Owen Farrell struck a late penalty to propel England to a controversial 12-11 victory over South Africa in a gripping start to their autumn series at Twickenham.
Farrell landed a difficult kick in the 73rd minute that ultimately decided the Quilter International, but the Saracens fly-half was then under the spotlight as controversey reigned in injury time.
He appeared to lead with the shoulder in tackling Andre Esterhuizen, an offence that under the current crackdown on dangerous tackles could have resulted in a red card being issued by referee Angus Gardner.
The Australian official decided Farrell's tackle was legal, however, to deny South Africa a kickable penalty.
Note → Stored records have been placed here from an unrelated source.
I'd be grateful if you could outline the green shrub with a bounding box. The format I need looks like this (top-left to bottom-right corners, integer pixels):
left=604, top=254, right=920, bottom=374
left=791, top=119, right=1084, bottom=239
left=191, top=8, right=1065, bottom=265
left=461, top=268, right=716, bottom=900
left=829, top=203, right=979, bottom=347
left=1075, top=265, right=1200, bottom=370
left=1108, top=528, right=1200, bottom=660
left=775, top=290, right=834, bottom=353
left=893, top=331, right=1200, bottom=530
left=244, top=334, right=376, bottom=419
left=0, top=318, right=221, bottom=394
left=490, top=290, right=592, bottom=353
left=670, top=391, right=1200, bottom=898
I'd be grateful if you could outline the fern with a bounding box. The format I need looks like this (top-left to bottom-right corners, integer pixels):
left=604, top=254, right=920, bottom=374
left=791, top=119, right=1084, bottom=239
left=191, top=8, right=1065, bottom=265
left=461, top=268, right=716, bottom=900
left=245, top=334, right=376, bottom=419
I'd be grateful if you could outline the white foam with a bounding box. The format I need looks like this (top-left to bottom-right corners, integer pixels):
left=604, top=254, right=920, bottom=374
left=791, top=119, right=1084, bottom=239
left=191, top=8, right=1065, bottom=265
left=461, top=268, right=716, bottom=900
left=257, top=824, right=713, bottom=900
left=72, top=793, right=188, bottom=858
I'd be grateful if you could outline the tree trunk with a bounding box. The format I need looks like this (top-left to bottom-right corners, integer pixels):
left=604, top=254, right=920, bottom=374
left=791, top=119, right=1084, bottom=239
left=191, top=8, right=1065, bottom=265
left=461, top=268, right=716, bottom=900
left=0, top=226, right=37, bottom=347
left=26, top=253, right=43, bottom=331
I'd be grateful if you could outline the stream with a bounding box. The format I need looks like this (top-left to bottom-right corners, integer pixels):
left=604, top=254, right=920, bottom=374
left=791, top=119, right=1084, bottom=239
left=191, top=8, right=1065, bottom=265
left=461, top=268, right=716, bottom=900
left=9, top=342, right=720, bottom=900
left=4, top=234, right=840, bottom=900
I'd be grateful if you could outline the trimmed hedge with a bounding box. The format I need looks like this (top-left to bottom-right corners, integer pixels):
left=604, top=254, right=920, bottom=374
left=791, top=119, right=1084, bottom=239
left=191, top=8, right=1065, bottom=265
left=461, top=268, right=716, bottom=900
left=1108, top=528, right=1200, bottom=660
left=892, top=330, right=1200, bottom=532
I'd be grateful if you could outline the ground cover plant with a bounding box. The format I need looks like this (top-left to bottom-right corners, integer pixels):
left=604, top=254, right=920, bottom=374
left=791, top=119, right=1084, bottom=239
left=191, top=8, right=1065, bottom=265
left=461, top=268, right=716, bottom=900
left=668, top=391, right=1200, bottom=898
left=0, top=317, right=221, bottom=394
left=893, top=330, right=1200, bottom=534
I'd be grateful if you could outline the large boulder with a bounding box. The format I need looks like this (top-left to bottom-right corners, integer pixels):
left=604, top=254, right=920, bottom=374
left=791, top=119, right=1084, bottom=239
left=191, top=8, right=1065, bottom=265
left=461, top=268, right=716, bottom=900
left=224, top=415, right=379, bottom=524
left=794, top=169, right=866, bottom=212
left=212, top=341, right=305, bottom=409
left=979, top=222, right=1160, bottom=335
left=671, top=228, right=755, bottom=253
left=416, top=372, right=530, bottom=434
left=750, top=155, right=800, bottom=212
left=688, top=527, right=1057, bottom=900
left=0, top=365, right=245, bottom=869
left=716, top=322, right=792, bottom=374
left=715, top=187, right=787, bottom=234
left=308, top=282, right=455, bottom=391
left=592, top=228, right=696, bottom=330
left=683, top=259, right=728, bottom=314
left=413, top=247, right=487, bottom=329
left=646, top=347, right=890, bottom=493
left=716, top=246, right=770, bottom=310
England were under siege for virtually the entire first half, overpowered by South Africa's pack at every turn but they showed resolve in defence to limit the half-time deficit to 8-6.
Inspired by the hard carrying of inside centre Damian de Allande, the Springboks pounded away at England's line time and again but had only a try by Sbu Nkosi to show for their efforts.
Remarkably, an England side heavily depleted by injury snatched the lead through Elliot Daly's 51st-minute penalty without having made a single visit to South Africa's 22 until that point.
That landmark was established soon after Daly had struck and Eddie Jones' men finally burst into life, showing the urgency and belief that was missing in a passive first-half.
At the heart of their fightback was Farrell, who justified Jones' description as the team's "spiritual leader" with a display of skill and resilience that helped avenge the 2-1 series defeat in June.
South Africa could have won it at the death only for a long-range penalty by Handre Pollard to brush the right upright before a late surge was foiled by Farrell's tackle on Warren Whiteley.
England rode their luck during a tense first quarter, drawing repeated warnings from Gardner with Maro Itoje his main target.
By the 16th minute Itoje alone had conceded three penalties, the third of which was accompanied by a yellow card, although he had least prevented Ivan van Zyl from scoring a certain try before killing the ball.
South Africa battered away at the line and Jonny May was the next to reprimanded by Gardner, who threatened another sin-binning for the next offence, as he sneaked in off-side.
A dismal line-out throw allowed England to lift the siege, however, and soon after Farrell landed a long-range penalty to cancel out an early three points from Pollard.
Itoje returned from the sin-bin and was soon given another ticking off by Gardner as a collapsed five-metre scrum invited more pressure, but once again South Africa's line-out throw was wild and the danger passed.
The Springboks renewed their attack with De Allende the spearhead, his speed and eye for the gap repeatedly generating momentum and with England stretched, Nkosi raced in at the right corner.
Both sides lost key men early in the second half to leg injuries as Tom Curry and Eben Etzebeth departed and the tempo of the game rose sharply with more rugby being played in the South African half.
The chaotic play unfolding suited England and suddenly they were breaking into the opposition half at will.
Daly kicked them ahead from close to the half-way line and when Farrell split the defence with a brilliant show and go, the Springboks were reeling once more as play swung from end to end.
Pollard booted a 45-metre penalty to wrestle back the lead but it was soon panic stations for his team-mates as England came again, but they rallied well with Farrell delivering the winning points amid a dramatic climax.